C’est la technique de restauration du bâti ancien par excellence ! Les mortiers utilisés sont la plupart du temps préparés sur le chantier et appliqués manuellement même si le DTU 26-1 autorise une mise en œuvre mécanique.
• La première couche appelée gobetis assure l’adhérence de l’enduit au support. Projeté en une couche de 5 mm d’épaisseur, la surface de ce mortier fortement dosé en liant doit rester rugueuse pour faciliter l’accrochage de la deuxième couche. Il faut attendre 48 heures minimum avant d’effectuer la seconde couche qui forme le corps d’enduit (appliquée sur le gobetis réhumidifié la veille)

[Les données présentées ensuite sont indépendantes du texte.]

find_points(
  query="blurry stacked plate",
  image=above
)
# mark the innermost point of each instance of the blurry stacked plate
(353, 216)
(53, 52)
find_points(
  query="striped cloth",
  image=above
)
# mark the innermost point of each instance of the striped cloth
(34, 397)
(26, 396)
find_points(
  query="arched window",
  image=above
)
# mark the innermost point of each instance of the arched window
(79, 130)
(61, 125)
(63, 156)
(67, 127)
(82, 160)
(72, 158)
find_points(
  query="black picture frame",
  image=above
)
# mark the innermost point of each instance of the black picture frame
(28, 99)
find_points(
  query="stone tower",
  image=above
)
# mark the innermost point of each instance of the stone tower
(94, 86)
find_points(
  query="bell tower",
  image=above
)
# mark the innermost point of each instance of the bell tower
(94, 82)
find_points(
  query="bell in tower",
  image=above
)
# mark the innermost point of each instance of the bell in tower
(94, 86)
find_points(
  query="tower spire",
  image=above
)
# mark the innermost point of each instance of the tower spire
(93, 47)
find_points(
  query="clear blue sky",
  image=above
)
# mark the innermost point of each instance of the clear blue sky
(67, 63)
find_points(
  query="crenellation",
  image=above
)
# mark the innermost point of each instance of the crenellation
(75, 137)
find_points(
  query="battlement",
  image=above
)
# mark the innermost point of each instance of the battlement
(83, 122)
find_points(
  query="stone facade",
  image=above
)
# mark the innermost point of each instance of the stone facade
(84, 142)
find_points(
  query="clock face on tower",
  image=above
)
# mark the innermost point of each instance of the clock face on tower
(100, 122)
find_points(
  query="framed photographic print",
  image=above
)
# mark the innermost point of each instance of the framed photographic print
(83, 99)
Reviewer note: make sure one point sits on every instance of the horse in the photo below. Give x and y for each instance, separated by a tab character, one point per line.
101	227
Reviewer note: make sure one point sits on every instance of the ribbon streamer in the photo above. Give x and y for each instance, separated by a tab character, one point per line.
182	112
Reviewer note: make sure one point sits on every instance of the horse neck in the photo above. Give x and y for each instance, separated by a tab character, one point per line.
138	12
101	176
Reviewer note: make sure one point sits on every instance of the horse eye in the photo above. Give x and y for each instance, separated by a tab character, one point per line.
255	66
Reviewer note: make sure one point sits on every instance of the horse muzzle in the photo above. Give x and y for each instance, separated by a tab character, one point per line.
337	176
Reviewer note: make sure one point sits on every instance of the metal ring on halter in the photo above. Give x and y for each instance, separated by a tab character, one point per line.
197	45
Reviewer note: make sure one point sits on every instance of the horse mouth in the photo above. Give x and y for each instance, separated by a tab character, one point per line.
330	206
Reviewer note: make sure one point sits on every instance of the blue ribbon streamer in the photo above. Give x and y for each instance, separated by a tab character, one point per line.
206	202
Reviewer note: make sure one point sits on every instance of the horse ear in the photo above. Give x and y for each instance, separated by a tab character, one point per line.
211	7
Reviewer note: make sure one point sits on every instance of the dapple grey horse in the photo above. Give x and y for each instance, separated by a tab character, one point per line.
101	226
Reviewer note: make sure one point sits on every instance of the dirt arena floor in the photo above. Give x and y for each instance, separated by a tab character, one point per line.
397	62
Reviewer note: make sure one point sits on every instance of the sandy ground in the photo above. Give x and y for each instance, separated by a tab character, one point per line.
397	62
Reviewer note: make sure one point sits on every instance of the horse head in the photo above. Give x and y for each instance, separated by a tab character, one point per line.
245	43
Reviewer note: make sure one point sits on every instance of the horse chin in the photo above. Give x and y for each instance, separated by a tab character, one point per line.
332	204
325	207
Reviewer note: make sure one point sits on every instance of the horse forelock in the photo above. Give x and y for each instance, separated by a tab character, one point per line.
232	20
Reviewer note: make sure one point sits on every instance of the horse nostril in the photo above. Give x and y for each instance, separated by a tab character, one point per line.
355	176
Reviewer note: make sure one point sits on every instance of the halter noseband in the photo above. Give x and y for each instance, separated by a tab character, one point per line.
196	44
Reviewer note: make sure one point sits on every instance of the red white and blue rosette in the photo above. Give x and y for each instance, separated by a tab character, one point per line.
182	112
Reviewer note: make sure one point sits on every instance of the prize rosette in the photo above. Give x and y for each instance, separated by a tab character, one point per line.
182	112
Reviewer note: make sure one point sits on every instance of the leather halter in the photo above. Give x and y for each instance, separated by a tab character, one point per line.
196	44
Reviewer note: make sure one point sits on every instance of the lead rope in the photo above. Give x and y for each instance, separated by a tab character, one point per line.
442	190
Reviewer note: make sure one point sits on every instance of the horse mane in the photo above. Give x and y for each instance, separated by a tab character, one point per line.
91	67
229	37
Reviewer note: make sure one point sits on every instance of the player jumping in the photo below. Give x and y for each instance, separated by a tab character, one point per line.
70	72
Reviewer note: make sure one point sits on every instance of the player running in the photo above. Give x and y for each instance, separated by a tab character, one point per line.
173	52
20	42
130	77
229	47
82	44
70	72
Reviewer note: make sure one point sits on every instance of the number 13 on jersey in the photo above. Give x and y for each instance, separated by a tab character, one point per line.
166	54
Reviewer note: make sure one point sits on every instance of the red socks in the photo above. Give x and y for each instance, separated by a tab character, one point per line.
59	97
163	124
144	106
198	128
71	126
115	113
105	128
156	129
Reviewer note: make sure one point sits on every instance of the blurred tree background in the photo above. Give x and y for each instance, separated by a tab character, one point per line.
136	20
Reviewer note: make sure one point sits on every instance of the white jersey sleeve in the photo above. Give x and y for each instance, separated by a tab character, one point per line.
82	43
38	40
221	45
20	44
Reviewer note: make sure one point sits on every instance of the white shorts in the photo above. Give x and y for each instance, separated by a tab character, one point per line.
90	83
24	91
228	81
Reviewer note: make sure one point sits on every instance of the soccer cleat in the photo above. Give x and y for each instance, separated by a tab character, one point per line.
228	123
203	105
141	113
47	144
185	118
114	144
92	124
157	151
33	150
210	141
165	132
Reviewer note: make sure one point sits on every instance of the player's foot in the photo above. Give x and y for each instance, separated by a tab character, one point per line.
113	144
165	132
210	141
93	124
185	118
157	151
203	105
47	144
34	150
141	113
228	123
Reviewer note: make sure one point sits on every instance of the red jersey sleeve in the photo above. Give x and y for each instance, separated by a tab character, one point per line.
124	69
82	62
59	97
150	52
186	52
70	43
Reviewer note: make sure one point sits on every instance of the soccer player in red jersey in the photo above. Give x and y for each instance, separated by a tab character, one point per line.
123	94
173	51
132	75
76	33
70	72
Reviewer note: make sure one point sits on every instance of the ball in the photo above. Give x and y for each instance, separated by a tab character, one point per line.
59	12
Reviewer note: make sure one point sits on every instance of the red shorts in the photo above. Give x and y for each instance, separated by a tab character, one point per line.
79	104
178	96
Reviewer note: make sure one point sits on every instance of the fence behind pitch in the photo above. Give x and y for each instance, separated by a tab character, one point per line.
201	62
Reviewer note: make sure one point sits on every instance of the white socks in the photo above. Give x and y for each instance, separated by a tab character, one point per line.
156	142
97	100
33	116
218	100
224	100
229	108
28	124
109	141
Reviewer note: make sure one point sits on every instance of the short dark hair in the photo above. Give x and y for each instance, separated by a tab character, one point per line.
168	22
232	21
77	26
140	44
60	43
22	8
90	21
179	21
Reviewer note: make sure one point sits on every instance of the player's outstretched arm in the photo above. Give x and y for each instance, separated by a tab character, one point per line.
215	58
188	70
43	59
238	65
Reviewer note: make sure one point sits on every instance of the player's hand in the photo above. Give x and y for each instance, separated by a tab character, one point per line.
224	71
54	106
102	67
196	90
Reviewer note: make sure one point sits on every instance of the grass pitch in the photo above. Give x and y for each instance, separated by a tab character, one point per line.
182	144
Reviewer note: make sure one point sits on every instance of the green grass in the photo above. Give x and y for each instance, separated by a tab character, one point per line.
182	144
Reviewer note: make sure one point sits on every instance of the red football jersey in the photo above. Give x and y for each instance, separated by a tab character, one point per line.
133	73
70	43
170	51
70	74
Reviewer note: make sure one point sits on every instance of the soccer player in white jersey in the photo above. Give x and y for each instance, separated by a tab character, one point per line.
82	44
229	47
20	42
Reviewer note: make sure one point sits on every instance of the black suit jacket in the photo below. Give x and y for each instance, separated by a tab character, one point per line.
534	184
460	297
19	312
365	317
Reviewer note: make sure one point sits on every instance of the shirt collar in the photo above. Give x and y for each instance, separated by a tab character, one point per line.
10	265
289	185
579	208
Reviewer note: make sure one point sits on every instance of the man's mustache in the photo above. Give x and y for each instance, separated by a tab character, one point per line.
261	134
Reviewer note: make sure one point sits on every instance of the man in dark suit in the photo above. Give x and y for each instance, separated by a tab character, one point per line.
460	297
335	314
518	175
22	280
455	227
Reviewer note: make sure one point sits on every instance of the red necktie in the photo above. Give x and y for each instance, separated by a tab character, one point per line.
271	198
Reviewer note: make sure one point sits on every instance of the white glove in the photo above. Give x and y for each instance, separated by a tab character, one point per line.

• La deuxième couche ou corps d’enduit de 15 à 20 mm d’épaisseur est appliquée en deux passes ou plus, dressé à la règle, serré à la taloche mais pas taloché pour conserver sa rugosité. Il sert à imperméabiliser et à redresser le support. L’épaisseur cumulée des deux premières couches doit être comprise entre 15 et 20 mm et assurer en tout point un recouvrement d’au moins 10 mm. Après 7 à 9 jours de séchage minimum, selon la nature du liant du corps d’enduit, la dernière étape consiste en une couche de finition de 3 à 7 mm d’épaisseur.
• La troisième couche est exécutée en une ou plusieurs passes selon le type de mortier et l’aspect recherché. En plus de son rôle décoratif, cette couche de finition protège le corps d’enduit pour qu’il conserve toutes ses caractéristiques d’imperméabilisation.
A RETENIR :
Avantage : la mise en œuvre permet de retrouver les aspects de façade d’autrefois et de redresser des supports anciens très irréguliers
Inconvénient : le dosage en liant des différentes couches de mortier est très délicat. Un sous-dosage du gobetis se traduira par une mauvaise adhérence sur le support donc un risque de décollement. Un surdosage du corps d’enduit ou de la finition entraînera une fissuration de retrait. Le temps de mise en œuvre est très long.